Victor Chang Cardiac Research Institute (VCCRI), Australia
PLoS ONE (Impact Factor: 3.23). 02/2009; 4(6):e5866. DOI: 10.1371/journal.pone.0005866
Source: PubMed


In plants and insects, RNA interference (RNAi) is the main responder against viruses and shapes the basis of antiviral immunity. Viruses counter this defense by expressing viral suppressors of RNAi (VSRs).

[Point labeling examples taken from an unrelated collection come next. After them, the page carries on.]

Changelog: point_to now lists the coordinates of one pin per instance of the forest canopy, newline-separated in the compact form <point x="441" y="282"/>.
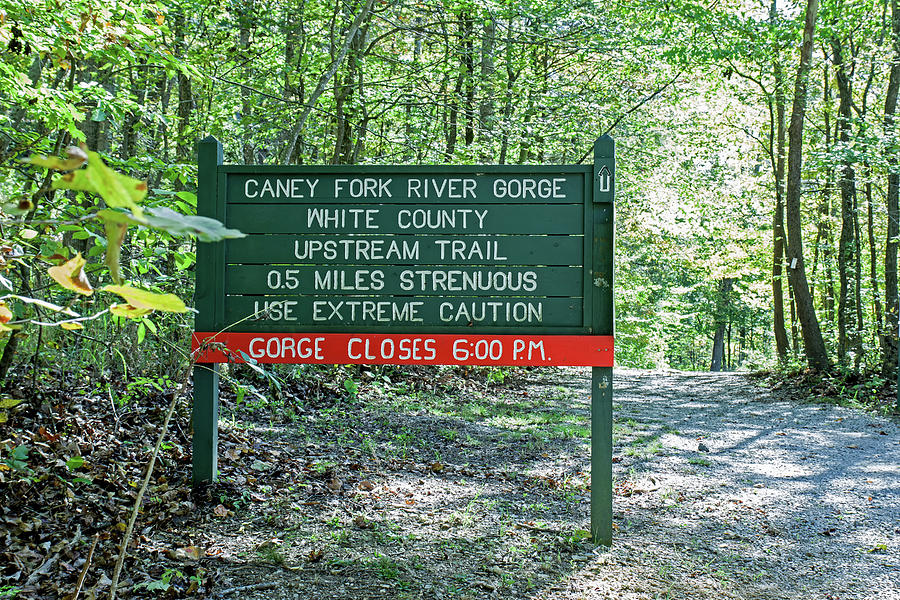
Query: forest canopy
<point x="757" y="213"/>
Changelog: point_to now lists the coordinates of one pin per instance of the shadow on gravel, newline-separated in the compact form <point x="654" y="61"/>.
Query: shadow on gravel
<point x="482" y="491"/>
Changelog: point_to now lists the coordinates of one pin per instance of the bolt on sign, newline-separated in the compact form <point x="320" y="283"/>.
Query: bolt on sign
<point x="443" y="265"/>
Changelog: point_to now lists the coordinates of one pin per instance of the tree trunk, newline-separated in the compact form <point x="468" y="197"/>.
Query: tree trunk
<point x="848" y="334"/>
<point x="782" y="345"/>
<point x="889" y="367"/>
<point x="816" y="354"/>
<point x="721" y="323"/>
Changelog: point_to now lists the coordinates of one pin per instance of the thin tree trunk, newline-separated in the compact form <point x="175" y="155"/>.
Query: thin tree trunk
<point x="782" y="345"/>
<point x="721" y="322"/>
<point x="873" y="259"/>
<point x="847" y="330"/>
<point x="814" y="346"/>
<point x="889" y="368"/>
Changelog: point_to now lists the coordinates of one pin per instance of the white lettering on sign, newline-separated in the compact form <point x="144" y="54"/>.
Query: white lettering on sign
<point x="523" y="351"/>
<point x="481" y="350"/>
<point x="436" y="280"/>
<point x="527" y="188"/>
<point x="460" y="250"/>
<point x="441" y="188"/>
<point x="356" y="249"/>
<point x="275" y="310"/>
<point x="287" y="347"/>
<point x="491" y="311"/>
<point x="406" y="349"/>
<point x="362" y="280"/>
<point x="458" y="218"/>
<point x="382" y="312"/>
<point x="295" y="187"/>
<point x="334" y="218"/>
<point x="365" y="187"/>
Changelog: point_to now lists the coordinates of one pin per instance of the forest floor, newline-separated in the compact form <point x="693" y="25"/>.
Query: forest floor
<point x="450" y="486"/>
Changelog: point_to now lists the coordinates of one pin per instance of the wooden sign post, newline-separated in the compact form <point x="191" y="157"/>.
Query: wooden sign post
<point x="476" y="265"/>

While VSRs in Drosophila melanogaster were shown to inhibit RNAi through different modes of action, whether they act on other silencing pathways remained unexplored.

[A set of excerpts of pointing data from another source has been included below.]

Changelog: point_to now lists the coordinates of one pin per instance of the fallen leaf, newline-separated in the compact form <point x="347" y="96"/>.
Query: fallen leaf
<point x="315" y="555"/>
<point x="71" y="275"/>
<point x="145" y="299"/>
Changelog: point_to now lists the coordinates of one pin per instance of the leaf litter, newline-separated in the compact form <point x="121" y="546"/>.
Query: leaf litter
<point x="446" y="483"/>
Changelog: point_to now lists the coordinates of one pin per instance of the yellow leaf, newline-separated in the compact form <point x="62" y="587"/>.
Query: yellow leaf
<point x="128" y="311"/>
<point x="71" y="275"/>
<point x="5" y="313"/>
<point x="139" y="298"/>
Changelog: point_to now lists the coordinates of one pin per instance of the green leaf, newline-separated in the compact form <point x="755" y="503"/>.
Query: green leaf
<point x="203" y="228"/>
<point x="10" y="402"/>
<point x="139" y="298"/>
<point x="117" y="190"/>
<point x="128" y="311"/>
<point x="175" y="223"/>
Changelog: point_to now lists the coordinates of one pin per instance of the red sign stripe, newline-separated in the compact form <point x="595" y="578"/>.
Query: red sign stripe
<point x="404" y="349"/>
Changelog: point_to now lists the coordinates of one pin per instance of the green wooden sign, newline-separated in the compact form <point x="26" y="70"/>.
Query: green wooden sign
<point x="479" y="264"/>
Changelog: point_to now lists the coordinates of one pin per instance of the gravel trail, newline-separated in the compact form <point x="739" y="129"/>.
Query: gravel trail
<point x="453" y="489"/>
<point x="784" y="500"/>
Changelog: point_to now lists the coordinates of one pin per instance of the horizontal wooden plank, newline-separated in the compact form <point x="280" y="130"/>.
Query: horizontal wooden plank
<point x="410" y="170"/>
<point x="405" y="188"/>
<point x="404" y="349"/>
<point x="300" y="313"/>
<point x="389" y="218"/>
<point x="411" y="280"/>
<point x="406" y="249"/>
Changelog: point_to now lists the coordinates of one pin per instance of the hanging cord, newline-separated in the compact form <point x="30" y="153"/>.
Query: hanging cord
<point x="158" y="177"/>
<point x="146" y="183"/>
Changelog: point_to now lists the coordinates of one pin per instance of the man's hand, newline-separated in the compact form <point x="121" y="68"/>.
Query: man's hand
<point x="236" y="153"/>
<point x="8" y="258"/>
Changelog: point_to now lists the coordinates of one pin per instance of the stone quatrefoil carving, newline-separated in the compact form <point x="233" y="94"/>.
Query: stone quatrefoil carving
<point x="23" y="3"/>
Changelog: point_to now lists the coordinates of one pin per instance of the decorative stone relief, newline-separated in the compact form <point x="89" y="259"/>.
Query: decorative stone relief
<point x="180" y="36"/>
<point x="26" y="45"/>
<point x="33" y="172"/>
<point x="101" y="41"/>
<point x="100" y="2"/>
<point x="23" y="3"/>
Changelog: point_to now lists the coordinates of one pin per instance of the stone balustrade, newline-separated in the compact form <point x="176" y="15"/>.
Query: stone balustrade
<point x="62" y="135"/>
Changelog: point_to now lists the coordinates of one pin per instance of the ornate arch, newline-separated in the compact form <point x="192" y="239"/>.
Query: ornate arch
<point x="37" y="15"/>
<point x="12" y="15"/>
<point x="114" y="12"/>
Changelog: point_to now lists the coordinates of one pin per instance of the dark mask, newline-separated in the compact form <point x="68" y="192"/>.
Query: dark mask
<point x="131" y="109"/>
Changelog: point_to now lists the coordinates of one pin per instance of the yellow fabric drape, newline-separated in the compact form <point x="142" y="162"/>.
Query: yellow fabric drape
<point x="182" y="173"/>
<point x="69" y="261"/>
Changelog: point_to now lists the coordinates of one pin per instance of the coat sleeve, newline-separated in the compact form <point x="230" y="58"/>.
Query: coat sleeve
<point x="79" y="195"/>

Here we show that expression of various plant and insect VSRs in transgenic flies does not perturb the Drosophila microRNA (miRNA) pathway; but in contrast, inhibits antiviral RNAi and the RNA silencing response triggered by inverted repeat transcripts, and injection of dsRNA or siRNA. Strikingly, these VSRs also suppressed transposon silencing by endogenous siRNAs (endo-siRNAs).
Our findings identify VSRs as tools to unravel small RNA pathways in insects and suggest a cosuppression of antiviral RNAi and endo-siRNA silencing by viruses during fly infections.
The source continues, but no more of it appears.